Evans’s life-changing journey starts with tasting real milk, which for him, is a driver for uncovering the real, core flavours of ingredients. He is not a fan of mediocrity, he supports ethical eating and like the title of the book suggests, he is interested in real food. Evans could’ve bleated on and on about sustainable eating, farming and the feelgood factor of buying and eating organic. Yes, he espouses all of these food philosophies but he doesn’t come across as greenly pious or shouts obnoxiously from his soapbox. He makes the reader aware of these issues gently; almost reminds us that we shouldn’t neglect the soil that nourishes our vegetables and the welfare of the animals that we depend on for food.

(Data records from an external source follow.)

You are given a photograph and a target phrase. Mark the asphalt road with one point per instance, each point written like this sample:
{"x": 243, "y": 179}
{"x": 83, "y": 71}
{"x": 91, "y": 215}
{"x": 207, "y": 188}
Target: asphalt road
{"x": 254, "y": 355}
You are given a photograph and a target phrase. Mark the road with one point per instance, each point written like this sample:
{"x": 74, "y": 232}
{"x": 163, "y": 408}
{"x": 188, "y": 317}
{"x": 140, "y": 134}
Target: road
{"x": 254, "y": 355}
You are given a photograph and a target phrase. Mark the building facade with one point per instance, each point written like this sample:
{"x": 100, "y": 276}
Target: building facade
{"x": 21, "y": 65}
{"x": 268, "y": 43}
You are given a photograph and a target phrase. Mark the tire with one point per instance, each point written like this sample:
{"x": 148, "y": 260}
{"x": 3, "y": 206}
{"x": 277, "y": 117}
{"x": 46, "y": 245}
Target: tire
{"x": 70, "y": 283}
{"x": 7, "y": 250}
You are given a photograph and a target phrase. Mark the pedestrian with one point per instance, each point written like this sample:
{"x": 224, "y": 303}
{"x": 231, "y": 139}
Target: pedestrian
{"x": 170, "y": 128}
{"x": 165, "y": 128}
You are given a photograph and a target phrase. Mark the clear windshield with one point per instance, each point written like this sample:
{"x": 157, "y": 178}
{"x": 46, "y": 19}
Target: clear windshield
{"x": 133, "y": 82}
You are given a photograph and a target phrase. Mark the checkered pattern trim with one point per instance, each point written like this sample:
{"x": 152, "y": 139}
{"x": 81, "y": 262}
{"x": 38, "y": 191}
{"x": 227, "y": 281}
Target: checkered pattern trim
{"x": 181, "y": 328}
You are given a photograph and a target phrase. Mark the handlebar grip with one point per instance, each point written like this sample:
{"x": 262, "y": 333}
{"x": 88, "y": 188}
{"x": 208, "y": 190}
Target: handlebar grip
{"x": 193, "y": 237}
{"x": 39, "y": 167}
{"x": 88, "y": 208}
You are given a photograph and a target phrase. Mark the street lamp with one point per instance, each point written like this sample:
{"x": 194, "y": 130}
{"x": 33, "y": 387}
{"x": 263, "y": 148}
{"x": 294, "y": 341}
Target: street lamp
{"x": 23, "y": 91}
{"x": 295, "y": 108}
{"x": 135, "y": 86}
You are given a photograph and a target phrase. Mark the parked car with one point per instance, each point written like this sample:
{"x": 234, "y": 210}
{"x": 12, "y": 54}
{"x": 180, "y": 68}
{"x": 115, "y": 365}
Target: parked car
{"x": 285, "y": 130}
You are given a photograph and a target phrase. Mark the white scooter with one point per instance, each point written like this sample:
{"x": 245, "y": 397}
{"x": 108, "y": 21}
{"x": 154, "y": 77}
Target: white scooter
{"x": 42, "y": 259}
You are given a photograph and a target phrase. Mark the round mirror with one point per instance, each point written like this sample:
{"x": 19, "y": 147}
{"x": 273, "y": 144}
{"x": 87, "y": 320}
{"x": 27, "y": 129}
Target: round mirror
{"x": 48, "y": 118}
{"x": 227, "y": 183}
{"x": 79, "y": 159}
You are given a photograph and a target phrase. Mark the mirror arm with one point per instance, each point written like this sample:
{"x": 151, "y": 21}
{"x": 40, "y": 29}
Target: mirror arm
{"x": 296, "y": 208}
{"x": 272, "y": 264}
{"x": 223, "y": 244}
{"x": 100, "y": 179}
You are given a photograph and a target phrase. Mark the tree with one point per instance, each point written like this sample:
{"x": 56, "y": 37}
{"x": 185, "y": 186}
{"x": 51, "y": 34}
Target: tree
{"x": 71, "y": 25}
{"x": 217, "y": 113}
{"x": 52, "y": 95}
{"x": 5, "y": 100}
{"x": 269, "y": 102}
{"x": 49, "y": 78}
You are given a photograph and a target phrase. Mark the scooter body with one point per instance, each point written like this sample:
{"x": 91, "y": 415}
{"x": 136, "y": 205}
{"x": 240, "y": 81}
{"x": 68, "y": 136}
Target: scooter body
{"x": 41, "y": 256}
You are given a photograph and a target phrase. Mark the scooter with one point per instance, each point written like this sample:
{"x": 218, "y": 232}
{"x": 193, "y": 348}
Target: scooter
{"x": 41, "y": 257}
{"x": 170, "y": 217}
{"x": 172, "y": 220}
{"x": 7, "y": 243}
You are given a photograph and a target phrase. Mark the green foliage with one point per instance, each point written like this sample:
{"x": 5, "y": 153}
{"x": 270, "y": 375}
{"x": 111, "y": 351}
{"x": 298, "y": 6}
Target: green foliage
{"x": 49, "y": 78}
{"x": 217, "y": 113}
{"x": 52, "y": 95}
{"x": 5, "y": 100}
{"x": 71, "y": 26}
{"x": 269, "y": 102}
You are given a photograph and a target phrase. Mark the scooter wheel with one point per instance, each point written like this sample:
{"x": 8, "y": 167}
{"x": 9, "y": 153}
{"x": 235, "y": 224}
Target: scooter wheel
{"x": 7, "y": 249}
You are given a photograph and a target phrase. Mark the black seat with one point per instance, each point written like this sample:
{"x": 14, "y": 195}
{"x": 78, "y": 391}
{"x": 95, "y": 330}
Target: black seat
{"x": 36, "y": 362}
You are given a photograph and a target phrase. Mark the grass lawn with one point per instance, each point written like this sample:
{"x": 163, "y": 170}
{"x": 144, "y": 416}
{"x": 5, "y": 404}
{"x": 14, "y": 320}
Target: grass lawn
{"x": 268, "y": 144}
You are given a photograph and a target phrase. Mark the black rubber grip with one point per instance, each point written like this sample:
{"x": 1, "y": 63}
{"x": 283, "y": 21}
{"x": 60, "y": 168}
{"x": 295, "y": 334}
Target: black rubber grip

The chapters are well laid out and categories of ingredients are explained in simple, easy-to-understand language. The beauty of the Real Food Companion is that it is a personal collection of rustic, delicious recipes combined with introductions to individual farmers and their produce, and explanations of uses for ingredients. The dairy chapter sees recipes like baked nutmeg custard, goats’ milk latte cotto and labna. The flour chapter shows off the flexibility of wheat, whether for turning leftover crusts into a bread and butter pudding or dough being kneaded into silky pappardelle. The recipes are never overcomplicated or fussy. Traditionalists will delight in the English and French comfort foods like homemade bacon baked beans and coq au vin; and the multiculturalists will appreciate the taxi driver’s lamb curry and fattoush.

(Matthew Evans's homemade bacon baked beans)

And where would a good reference/cookbook be without a workable index? The index is broken up into two separate categories: Food and Topics. The food index is user-friendly and pretty thorough although some food entries could have been more practically thought through. For a book that is part reference and part cookbook, the level of indexing is spot on. The Topics section is easy to use but some entries seem to have been overlooked and locators are not all there. Overall, Real Food Companion is a heartwarming read and provides inspiration to all of us who are vying for a change of pace in our hectic lifestyles. This book makes me want to find time to nourish and grow something wonderful from a little patch of dirt.